Data Collection and Data Analysis Phase: October 2024 -January 2025 (12 weeks)

  1. Regular debriefings and planning meetings with Evaluation Office evaluation manager.
  2. Compilation and review of additional documents and data, including those for in-depth analyses.
  3. Data collection tools finalized (for individual interviews and focus group discussions).
  4. Plan and conduct key informant interviews (remote) with UNICEF staff (HQ, regional office, country office levels), government partners, implementing partners, UN agency partners.
  5. Plan and schedule country office in-person missions for in-depth analyses. Conduct in-person primary data collection (interviews, focus groups, observation) and debriefing presentations with country office teams. Interviews will include, but not limited to, UNICEF staff (HQ, regional office, country office levels), government partners, implementing partners, UN agency partners, and other relevant stakeholders. Teacher focus group discussions should be considered as part of the data collection design.
  6. Populate and code evidence matrix with relevant data, sources of relevant data, evaluation evidence, and evidence quality rating. Findings and conclusion must logically derive from evidence analyses.
  7. Meeting with reference group to present the emerging findings and lessons learned for discussion and further factual validation.

Final evidence matrix

Presentation of emerging findings and lessons learned to reference group

Reporting Phase: January 2025 – March 2025 (10 weeks)

  1. Regular debriefings and planning meetings with Evaluation Office evaluation manager
  2. Finalize draft global evaluation report and complementary in-depth products (policy brief and good practice note).
  3. Draft of global evaluation report sent to Evaluation Office for comments.
  4. Revise draft global evaluation report, addressing Evaluation Office comments with responses. Evaluation Office to quality assure final draft report.
  5. Final draft of global evaluation report sent to reference group for comments.
  6. Revise global evaluation report, addressing reference group comments with responses.
  7. Meeting with reference group for validation workshop to present findings, conclusions, and to co-edit evaluation recommendations.
  8. Draft policy brief and good practice note sent to Evaluation Office.
  9. Revise draft policy brief and good practice note, addressing Evaluation Office comments. Evaluation Office to quality assure products.
  10. Final global evaluation report, policy brief, and good practice note. Evaluation Office to quality assure all deliverables.

Dissemination Phase

  1. Participation of the evaluation team in activities during the dissemination phase, after the evaluation has been completed, is highly encouraged.

Draft global evaluation report

Draft policy brief and good practice note.
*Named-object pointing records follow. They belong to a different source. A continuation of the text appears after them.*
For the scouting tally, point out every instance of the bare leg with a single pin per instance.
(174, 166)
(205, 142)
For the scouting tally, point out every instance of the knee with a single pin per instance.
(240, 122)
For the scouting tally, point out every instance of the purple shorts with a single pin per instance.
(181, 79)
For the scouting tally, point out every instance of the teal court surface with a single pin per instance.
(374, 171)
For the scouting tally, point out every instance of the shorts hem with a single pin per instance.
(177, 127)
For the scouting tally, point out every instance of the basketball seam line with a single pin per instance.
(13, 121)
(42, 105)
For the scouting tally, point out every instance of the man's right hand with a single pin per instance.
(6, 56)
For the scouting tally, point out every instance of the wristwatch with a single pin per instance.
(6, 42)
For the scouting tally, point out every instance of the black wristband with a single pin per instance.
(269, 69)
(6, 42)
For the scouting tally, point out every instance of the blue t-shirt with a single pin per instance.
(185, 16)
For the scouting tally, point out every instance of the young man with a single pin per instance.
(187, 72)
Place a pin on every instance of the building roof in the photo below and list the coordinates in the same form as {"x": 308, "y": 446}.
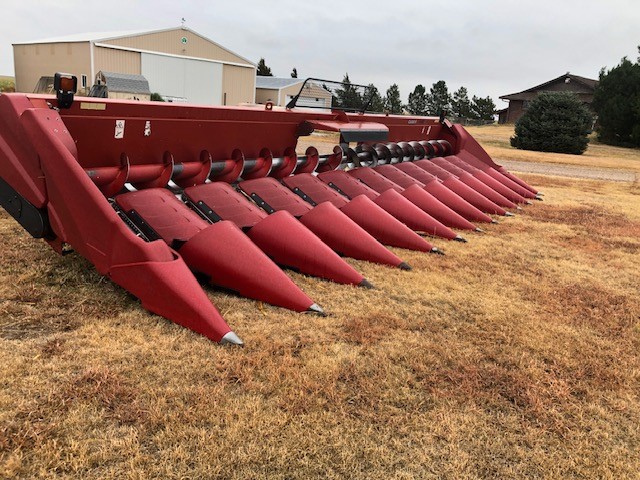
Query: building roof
{"x": 276, "y": 83}
{"x": 587, "y": 83}
{"x": 124, "y": 82}
{"x": 97, "y": 37}
{"x": 91, "y": 36}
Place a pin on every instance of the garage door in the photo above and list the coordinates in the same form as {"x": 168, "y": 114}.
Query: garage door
{"x": 196, "y": 81}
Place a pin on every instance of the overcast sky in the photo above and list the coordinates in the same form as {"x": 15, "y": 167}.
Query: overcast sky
{"x": 492, "y": 47}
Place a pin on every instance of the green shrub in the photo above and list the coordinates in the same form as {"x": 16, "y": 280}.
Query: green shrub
{"x": 554, "y": 122}
{"x": 617, "y": 103}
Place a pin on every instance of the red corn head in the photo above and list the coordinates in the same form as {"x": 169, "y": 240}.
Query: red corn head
{"x": 220, "y": 251}
{"x": 377, "y": 222}
{"x": 279, "y": 235}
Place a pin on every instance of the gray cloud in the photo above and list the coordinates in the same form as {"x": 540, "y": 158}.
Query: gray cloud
{"x": 493, "y": 47}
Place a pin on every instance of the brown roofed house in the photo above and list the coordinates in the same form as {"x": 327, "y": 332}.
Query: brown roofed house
{"x": 518, "y": 102}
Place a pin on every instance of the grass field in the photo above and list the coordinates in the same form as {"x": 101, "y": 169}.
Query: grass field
{"x": 495, "y": 140}
{"x": 515, "y": 355}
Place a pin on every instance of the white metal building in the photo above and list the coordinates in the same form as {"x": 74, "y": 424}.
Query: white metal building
{"x": 178, "y": 63}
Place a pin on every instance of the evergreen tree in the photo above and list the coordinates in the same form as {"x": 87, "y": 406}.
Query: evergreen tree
{"x": 554, "y": 122}
{"x": 438, "y": 98}
{"x": 617, "y": 103}
{"x": 263, "y": 70}
{"x": 347, "y": 95}
{"x": 460, "y": 104}
{"x": 482, "y": 108}
{"x": 392, "y": 102}
{"x": 376, "y": 102}
{"x": 417, "y": 104}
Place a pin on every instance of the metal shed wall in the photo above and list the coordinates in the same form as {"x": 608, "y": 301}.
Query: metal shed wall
{"x": 238, "y": 85}
{"x": 121, "y": 61}
{"x": 196, "y": 80}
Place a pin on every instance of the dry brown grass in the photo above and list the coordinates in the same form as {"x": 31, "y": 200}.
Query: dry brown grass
{"x": 516, "y": 355}
{"x": 495, "y": 139}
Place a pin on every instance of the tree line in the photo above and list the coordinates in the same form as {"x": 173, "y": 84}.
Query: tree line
{"x": 419, "y": 102}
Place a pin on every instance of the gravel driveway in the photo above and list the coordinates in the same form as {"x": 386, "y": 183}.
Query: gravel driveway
{"x": 560, "y": 170}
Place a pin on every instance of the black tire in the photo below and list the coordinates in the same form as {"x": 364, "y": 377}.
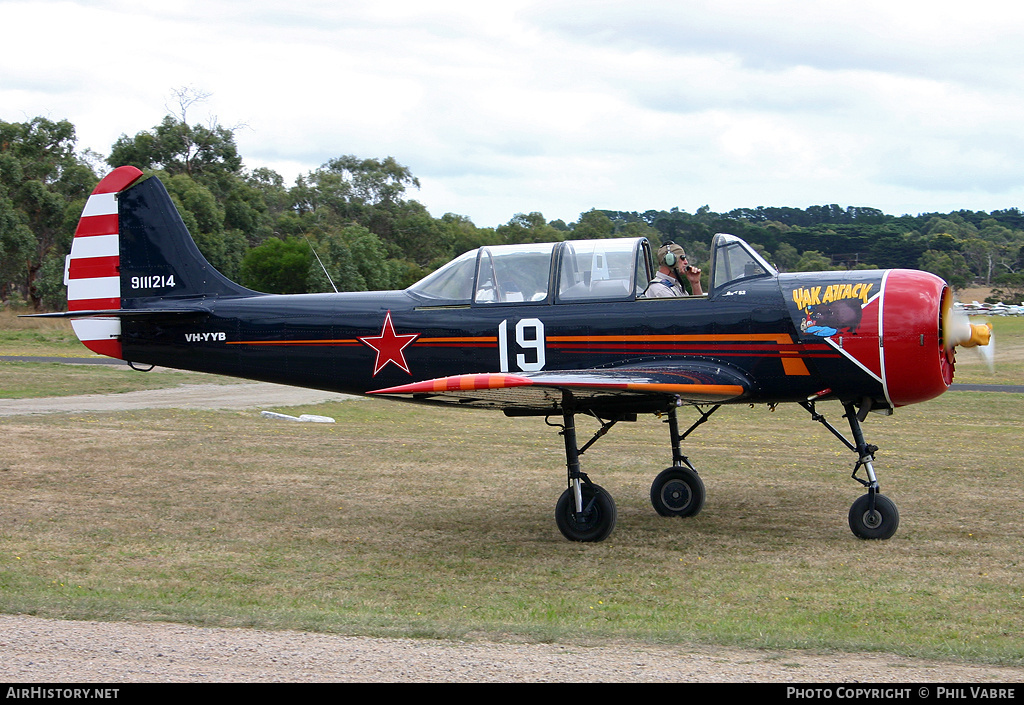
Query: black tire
{"x": 880, "y": 524}
{"x": 678, "y": 492}
{"x": 598, "y": 517}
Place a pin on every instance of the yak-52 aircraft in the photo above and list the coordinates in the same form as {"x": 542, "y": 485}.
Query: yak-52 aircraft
{"x": 555, "y": 329}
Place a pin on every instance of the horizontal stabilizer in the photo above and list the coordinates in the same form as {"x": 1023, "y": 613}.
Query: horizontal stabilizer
{"x": 120, "y": 314}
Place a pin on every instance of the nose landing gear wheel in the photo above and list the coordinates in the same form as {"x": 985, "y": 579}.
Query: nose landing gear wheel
{"x": 880, "y": 523}
{"x": 677, "y": 492}
{"x": 597, "y": 520}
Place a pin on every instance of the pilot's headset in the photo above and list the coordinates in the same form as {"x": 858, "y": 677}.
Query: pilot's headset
{"x": 667, "y": 253}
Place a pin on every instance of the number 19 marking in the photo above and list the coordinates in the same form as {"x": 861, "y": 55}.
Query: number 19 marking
{"x": 528, "y": 336}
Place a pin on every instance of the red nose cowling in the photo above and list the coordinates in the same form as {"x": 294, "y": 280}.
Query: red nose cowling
{"x": 916, "y": 366}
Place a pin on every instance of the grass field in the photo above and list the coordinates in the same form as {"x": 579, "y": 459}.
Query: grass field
{"x": 433, "y": 523}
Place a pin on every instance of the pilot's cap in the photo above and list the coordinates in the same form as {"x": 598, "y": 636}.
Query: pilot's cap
{"x": 673, "y": 249}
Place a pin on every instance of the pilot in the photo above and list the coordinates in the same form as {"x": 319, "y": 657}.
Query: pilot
{"x": 673, "y": 267}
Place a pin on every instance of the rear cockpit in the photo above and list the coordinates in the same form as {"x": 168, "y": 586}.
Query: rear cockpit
{"x": 578, "y": 271}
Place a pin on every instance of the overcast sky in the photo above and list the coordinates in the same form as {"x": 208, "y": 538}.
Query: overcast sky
{"x": 561, "y": 107}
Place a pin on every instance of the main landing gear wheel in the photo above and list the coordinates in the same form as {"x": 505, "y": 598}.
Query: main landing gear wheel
{"x": 880, "y": 523}
{"x": 677, "y": 492}
{"x": 597, "y": 520}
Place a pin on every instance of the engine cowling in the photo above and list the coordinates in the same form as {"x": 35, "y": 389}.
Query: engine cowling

Presentation of findings, conclusions, and recommendations

Global evaluation report

Policy brief and good practice note.

Requirements:

  • Minimum of five years of professional experience in evaluations exercises.
  • Advanced degree (master’s or higher) in economics, education public policy, evaluation, or relevant field of social sciences
  • Thematic expertise in the areas of teacher development, including teacher supply, capacity building, quality and composition, deployment, work conditions, and absenteeism as well as learning outcomes, particularly on foundational learning, transferable skills, and skills for work or livelihoods.
  • Experience with mixed-method data collection and analysis, including survey design; advanced statistical analysis; cost-benefit/value-for-money analysis; as well as qualitative approaches including semi-structured interviews; focus group discussions; and observational methods.
  • Proven experience utilizing gender responsive, disability inclusive, and contextualization approaches for evaluation. Experience working in humanitarian, peacebuilding, and emergency context is an advantage.
  • Expertise working with machine learning tools (for data mining and sentiment analyses), advanced statistical analyses, and visualization tools such as Power BI-Excel, STATA, R, Python, or Tableau.
  • Experience with evaluation exercises within the UN system is an advantage.
  • Ability to independently support or lead one or more elements of the evaluation, complementing the strengths of the team leader (technical, thematic, and geographic expertise).